General Motors Vice Chairman Bob Lutz said GM will likely always lose money on its hybrid vehicle offerings. He added that hybrid vehicles will never penetrate the market beyond a 10 percent market share.

Locally, during a recent interview in our office, Santa Cruz County Sheriff Phil Wowak stated that there are no plans for the sheriff’s office to deploy any green-technology vehicles, even though production of the Ford Crown Victorias it uses will cease next year. Ditto for Scotts Valley Police Department, with the possible exception of locally made electric Zero Motorcycles for off-road patrol use.

Santa Cruz Yellow Cab owner James Monroe also said that because of the high cost of hybrids, it’ll stick to a gasoline vehicle fleet — but if any owner-operators wish to buy hybrids, they’ll be supported.

Escape a ticket

Last year, I got a speeding ticket in Santa Cruz that was clocked by a radar gun. I always fight tickets, but especially this time, when a city bus was right on my little Hyundai’s tail and there was no way the police radar could tell us apart.

There are many books and Web sites that’ll tell you what to do, but beware of the later editions — there are outdated pyramid schemes selling the same old thing that isn’t state-specific.

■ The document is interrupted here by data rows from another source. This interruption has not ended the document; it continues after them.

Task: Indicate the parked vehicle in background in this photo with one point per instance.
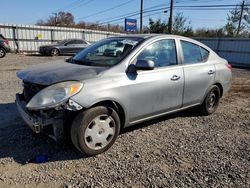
(64, 47)
(4, 46)
(96, 94)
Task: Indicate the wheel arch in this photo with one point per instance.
(114, 105)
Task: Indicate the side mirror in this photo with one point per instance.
(144, 65)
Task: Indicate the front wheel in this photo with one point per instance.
(2, 53)
(211, 102)
(95, 130)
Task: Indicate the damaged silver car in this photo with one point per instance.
(95, 94)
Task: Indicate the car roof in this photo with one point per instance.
(151, 35)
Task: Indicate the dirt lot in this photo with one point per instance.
(182, 150)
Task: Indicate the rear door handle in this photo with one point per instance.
(211, 72)
(175, 77)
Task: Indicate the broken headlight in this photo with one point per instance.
(54, 95)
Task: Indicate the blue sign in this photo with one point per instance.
(130, 25)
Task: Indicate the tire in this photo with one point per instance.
(91, 134)
(54, 52)
(211, 102)
(2, 52)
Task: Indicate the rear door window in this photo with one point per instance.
(162, 52)
(193, 53)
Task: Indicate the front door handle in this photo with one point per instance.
(175, 77)
(211, 72)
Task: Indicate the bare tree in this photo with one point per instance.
(65, 19)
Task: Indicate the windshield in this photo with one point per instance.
(108, 52)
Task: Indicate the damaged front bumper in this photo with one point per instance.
(52, 126)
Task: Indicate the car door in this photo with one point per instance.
(199, 72)
(157, 91)
(79, 45)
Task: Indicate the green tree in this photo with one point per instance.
(203, 32)
(180, 26)
(233, 19)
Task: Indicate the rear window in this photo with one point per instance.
(193, 53)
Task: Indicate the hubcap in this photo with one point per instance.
(100, 132)
(211, 100)
(54, 52)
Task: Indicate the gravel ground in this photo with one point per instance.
(181, 150)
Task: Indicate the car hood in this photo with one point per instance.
(59, 71)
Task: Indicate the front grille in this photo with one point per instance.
(30, 90)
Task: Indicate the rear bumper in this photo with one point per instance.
(39, 124)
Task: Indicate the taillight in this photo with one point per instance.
(229, 66)
(6, 42)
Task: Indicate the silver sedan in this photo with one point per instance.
(95, 94)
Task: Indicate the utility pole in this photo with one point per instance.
(170, 17)
(241, 13)
(55, 18)
(141, 17)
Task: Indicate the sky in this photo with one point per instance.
(99, 11)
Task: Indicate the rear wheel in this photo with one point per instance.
(211, 102)
(95, 130)
(54, 52)
(2, 53)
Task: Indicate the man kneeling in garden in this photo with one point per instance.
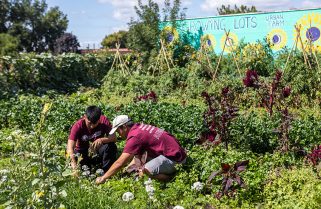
(163, 150)
(93, 127)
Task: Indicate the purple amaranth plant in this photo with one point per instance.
(286, 91)
(150, 96)
(231, 177)
(218, 116)
(251, 79)
(315, 156)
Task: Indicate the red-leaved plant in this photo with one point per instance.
(218, 116)
(315, 156)
(231, 178)
(150, 96)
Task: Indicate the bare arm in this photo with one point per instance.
(70, 150)
(104, 140)
(118, 165)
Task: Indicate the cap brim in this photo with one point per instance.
(113, 130)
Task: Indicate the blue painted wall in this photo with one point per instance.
(277, 27)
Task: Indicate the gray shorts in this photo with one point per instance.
(160, 165)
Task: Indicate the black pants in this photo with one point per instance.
(105, 158)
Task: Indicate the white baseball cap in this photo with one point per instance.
(119, 121)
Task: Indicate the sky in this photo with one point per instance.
(92, 20)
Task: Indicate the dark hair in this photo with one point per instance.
(93, 113)
(129, 124)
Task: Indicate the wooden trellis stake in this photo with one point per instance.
(298, 39)
(119, 62)
(311, 45)
(203, 49)
(227, 39)
(162, 55)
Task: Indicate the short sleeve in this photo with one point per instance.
(106, 125)
(74, 133)
(133, 146)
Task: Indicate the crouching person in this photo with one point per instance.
(162, 149)
(92, 127)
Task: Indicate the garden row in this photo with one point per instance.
(271, 179)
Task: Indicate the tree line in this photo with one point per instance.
(30, 26)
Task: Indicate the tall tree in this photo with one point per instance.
(66, 43)
(4, 11)
(8, 44)
(225, 10)
(32, 23)
(117, 37)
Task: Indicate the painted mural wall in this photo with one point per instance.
(277, 27)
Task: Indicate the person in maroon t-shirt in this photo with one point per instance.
(93, 127)
(162, 149)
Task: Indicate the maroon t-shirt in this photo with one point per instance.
(82, 135)
(155, 141)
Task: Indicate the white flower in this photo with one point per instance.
(100, 172)
(85, 167)
(127, 196)
(198, 186)
(86, 173)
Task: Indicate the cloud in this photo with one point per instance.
(124, 9)
(121, 27)
(267, 5)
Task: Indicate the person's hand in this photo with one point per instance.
(97, 144)
(100, 180)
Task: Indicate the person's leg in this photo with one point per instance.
(160, 168)
(107, 154)
(160, 177)
(85, 160)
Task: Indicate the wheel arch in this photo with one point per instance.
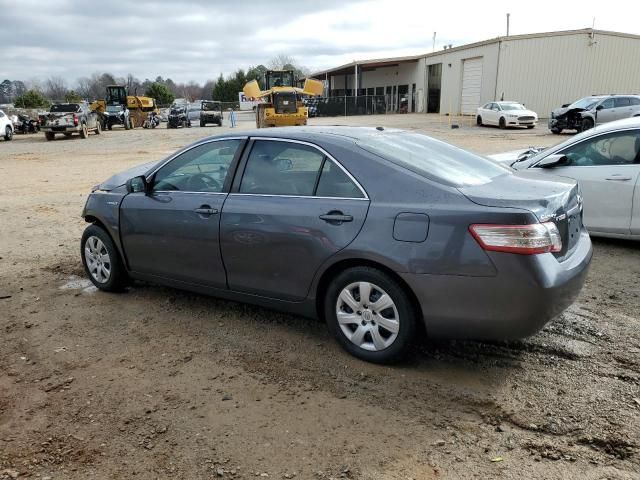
(341, 265)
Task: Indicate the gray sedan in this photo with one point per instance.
(381, 233)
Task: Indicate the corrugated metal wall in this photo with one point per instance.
(452, 66)
(546, 72)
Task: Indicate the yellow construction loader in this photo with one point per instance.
(281, 103)
(119, 108)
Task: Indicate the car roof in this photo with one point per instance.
(313, 132)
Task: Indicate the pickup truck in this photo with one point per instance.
(69, 118)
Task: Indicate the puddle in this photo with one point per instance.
(77, 283)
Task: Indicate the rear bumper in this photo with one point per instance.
(527, 292)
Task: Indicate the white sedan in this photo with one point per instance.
(506, 114)
(6, 127)
(606, 163)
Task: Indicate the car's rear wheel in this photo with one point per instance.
(101, 260)
(586, 124)
(370, 314)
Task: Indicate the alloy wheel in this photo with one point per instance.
(367, 316)
(97, 258)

One book — “Fight your Ticket and Win in California” by David Wayne Brown — seems state-specific enough and up to date. Just make sure you’re reading the latest edition.

One thing from that book that works for me is asking to have your case heard by a real judge. You have a right to that — a traffic court “judge” is just a lawyer appointed as a commissioner.

Once you get that appointment, the law enforcement officer who gave you a ticket has to show up in real, nontraffic court on a day that’s not designated specifically for his or her department, which lets them show up at traffic court during their regular work hours (Santa Cruz Police’s day is Tuesday, the California Highway Patrol’s is Thursday, etc.). It gets even worse for them when the appointment is on a day off: Most police departments won’t pay overtime for such an appearance, so officers have to go on their own time — and that seldom happens.

Once you go that route, extra administrative costs make the state and county lose money on your case — thus beating the morally questionable revenue-collecting aim of excessive traffic law enforcement.

• Lucjan Szewczyk, the Press-Banner’s photographer, is a part-time cab driver who commutes to Scotts Valley from San Jose.
comments (2)
« Lucjan wrote on Monday, Mar 01 at 01:48 PM »
If you go to this web site: http://www.santacruzcourt.org/Rules/index.htm

on the bottom is a link to PDF document 'Judicial Assignments 2010', and it differentiates between judges and commissioners.

Kim Baskett is listed as a commisioner.
« Bruce G wrote on Friday, Feb 26 at 02:00 PM »
I just finished going through with my ticket in Santa Cruz Traffic Court. My choice of days and times to enter a plea and for trial was on Thursdays only at either 8:30 am or 1:30 pm.

The cops that showed up, (there were 4 or 5 people who had there case dismissed because the cop didn't show up), were Santa Cruz Sheriffs, CHP, and SCSU cops. When there names were called they all stated if they were on duty and what shift they worked. The judge then called defendants based on this. Grave yard first, then off duty, etc.

So maybe the traffic court dates have been changed since you last went.

Also I believe that the judge in the traffic court is a real Santa Cruz judge and not a commissioner. Her name is Kim Bassett (?) (I might be spelling her name incorrectly), and from what I read on the SC Court web sight, SC judges rotate through their different departments including the traffic court. (In San Jose there are commissioners and I can't remember the name of the RUDE commissioner I was in front of a few years ago).

Anyway that's what I just experienced, for whatever it's worth.